ŞÖNİM’den, kadına ve şiddete karşı işyerlerine afiş

Aile ve Sosyal Hizmetler Bakanlığı bünyesinde hizmet veren Şiddet Önleme ve İzleme Merkezi (ŞÖNİM) Kayseri’deki faaliyetleri ve etkinlikleri ile dikkat çekiyor.

Kayseri ŞÖNİM il Müdürlüğünü yapan  gazi yarbay Mete Kurt ve ekibi, özellikle kadına ve her türlü şiddetin önlenmesi amacıyla Bakanlık tarafından hazırlanan afişleri, halkın yoğun olarak gittiği işyerleri  ve belirli noktalara astırdı.Üzerinde ‘şiddet gördüğümde ya da tanık olduğumda, kadına yönelik şiddet suçtur arıyorum, 183, 155, 156. Kadına şiddete karşı birlikte mücadele ediyoruz’ yazıları bulunan afiş asılan yerlerdde vatandaşında ilgisini çekti.

Kadın ve erkeklerin kültür-sanat merkezi olarak kullandığı bu merkezlerden biri olan  Hunat mahallesindeki Keyfi Muhabbet Çayevi sahibi Leyla Ünlü’de afişi işyerinin camına astı ve bir anısını ‘arıyoruz’ başlığı ile şöyle anlattı.

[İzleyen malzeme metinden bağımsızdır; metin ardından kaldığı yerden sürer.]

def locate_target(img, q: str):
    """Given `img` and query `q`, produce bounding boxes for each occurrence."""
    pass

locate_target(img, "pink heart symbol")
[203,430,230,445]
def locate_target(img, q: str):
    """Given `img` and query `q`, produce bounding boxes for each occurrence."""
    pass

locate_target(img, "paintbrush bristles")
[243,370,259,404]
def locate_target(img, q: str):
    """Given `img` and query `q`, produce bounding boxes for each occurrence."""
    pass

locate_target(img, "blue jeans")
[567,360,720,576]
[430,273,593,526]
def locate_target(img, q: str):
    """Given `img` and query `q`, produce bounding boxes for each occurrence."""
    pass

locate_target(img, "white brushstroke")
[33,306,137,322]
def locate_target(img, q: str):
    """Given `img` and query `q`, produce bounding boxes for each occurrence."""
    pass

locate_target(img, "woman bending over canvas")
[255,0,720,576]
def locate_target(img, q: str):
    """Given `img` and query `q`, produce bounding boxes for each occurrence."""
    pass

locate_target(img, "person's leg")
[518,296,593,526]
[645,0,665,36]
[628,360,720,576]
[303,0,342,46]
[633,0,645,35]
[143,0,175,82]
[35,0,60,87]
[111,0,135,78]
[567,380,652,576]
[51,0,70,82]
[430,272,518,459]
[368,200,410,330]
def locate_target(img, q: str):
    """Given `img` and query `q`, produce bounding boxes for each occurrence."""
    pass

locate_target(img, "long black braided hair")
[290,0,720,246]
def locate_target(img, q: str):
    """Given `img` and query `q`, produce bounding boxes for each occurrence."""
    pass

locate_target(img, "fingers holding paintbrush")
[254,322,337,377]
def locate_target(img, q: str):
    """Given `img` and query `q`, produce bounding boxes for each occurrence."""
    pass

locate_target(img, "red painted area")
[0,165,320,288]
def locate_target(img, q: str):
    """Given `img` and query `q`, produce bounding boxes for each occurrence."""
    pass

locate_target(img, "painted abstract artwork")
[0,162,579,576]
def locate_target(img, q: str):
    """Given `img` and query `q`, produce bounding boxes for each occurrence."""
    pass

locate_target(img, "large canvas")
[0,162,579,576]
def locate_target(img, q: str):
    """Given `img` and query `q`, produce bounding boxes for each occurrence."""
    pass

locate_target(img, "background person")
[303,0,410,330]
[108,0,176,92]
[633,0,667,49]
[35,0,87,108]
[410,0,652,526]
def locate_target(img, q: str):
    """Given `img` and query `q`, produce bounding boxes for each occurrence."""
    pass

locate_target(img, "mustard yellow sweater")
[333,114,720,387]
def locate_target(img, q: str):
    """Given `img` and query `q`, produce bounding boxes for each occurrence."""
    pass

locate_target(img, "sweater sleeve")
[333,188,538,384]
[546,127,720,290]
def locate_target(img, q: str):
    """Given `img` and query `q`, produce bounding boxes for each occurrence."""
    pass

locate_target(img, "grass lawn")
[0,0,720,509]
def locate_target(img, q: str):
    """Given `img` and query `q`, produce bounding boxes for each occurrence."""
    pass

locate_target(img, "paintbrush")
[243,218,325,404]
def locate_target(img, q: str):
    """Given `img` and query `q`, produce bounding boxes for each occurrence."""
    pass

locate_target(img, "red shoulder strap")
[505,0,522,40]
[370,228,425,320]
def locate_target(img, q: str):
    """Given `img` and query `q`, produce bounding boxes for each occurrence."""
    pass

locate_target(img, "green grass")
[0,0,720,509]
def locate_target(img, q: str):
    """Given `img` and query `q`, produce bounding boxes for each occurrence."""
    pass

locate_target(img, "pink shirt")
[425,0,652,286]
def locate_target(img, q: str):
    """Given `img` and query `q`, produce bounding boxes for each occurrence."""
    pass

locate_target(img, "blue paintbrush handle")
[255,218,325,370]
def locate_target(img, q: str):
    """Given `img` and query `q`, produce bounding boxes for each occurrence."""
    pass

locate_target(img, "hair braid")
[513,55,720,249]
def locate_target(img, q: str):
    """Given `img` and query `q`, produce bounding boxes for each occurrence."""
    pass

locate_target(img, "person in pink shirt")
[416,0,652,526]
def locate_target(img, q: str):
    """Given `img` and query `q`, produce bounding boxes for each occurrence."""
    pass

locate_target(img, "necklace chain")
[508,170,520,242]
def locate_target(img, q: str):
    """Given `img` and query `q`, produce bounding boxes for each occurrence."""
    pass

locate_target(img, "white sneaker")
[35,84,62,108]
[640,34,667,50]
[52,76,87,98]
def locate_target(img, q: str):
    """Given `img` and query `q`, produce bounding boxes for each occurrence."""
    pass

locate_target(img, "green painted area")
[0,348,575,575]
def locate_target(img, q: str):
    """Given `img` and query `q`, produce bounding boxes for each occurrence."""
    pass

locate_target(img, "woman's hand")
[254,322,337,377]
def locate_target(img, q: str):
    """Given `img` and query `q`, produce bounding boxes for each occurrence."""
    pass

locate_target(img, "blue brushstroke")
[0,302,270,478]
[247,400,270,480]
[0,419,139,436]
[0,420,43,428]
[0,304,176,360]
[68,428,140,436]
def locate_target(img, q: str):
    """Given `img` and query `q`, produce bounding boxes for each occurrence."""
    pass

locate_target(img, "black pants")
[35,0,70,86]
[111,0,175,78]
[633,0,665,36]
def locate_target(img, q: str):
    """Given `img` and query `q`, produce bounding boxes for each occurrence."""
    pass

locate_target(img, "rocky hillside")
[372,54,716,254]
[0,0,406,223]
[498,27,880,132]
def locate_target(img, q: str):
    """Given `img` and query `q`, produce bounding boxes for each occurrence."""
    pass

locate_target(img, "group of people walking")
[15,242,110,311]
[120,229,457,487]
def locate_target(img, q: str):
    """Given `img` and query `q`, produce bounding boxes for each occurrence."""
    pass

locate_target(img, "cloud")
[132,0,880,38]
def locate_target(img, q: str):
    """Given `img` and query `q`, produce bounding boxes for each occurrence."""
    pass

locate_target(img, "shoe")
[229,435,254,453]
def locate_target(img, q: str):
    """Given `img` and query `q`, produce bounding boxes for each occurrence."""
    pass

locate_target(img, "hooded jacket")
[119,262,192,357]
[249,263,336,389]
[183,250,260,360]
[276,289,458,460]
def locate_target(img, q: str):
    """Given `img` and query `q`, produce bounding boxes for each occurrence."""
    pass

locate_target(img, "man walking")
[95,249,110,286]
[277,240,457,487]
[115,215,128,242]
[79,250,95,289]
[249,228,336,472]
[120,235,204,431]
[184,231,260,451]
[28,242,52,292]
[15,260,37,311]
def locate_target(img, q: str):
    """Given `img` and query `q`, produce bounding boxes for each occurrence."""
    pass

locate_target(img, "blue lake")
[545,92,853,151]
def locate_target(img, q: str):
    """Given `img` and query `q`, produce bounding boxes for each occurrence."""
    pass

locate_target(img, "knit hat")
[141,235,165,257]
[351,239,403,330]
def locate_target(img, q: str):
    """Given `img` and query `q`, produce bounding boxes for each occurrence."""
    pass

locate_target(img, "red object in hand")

“7 Sene öncesi bir akşam eşim ve komşunun eşi birlikte dışarı çıktılar, bizde komşunun balkonunda oturduk çay içiyor eşlerimizin dönmesini bekliyoruz. Saat akşamın 11.30 u gibi.Gecenin sakinliğinde caddede klasik giyimli bir kadın belirdi. Galiba bir binadan diğer binaya yani evine geçiyor diye düşündüm fakat öyle olmadığını arkasındaki taksiyi görünce farkettim.

Neden kadın yürüyor taksi arkasından gidiyor diye düşünürken kadın hızlanıyor taksi hızlanıyor, kadın yavaşlıyor taksi yavaşlıyordu.Acaba eşiyle kavga ettide kadın yolamı düştü, yada bu saatte kadın napar düşünceleri geçerken aklımdan kadın biraz daha hızlandı. O esnada belediye otobüsü geçerken kadın hem otobüse el kaldırıyor, hem koşuyordu. Aslında durakta yakındı ama belliki otobüsün son seferi bitmiş yolcu almıyor, içi boştu.Kadın o şansınıda kaybetti. İçerde bardak tabak yıkayan komşuma seslendim. Bakarmısın şu çaresizliğe taksi kadını takip ediyor dediğim sırada kadın eğilip ayağındaki terlikleri alarak can havliyle koşmaya başladı. Yürüyen veya koşan bir kadın ne kadar yol alabilirdi gecenin o vaktinde.

İçeri girip en yakın jandarma karakolunu aradım yeri tarif edip benim tekrar balkona çıkmamla jandarmanın gelişi bir oldu. Bu araya düz caddede iki durak kadar yol alan kadın, arkasındaki taksi ve jandarma ekibi 15 dk. Kadar oyalandıktan sonra jandarma döndü taksi gitti ama uzaklıktan kadın ne oldu farkedemedik. Çok üzülmüş, çok etkilenmiştim. Sebep her ne olursa olsun gecenin bir vakti o kadın, helede ayağında terliği sırtında eteği başında tülbenti olan köylü giyimli bu kadın veya başka kadınlar bu durumu hakediyormuydu?

Tekrar jandarmayı arayarak kadını sordum. Kadın yanımızda bacım Allah razı olsun diyerek onlar bana ben onlara teşekkür ederek telefonu kapattım.
İçeriğini bilmiyorum bilmemde gerekmiyordu ama üzüldüğüm o kadının çaresizliği idi. O gece olayın etkisiyle yatarken içimde hem hüzün, hem bir vicdani huzur vardı. Ya bana denk gelmemiş olsa, ya neme lâzım desem Okadının akibeti ne olacaktı Kimbilir.? Akibeti güzel olacak olsa, ayağındaki terliğini eline alarak, hızla geçen otobüse el kaldırıp koşarak medet beklemezdi.
Umarızki ihtiyaç duymayız ama duyacak olursak ta Resimdeki telefon numaralarını aramalıyız. Kimbilir farkında olmadan bir hayat kurtarırız. Bana bu yazıyı getiren Mete Kurt bey’e Teşekkürlerimi iletiyorum.”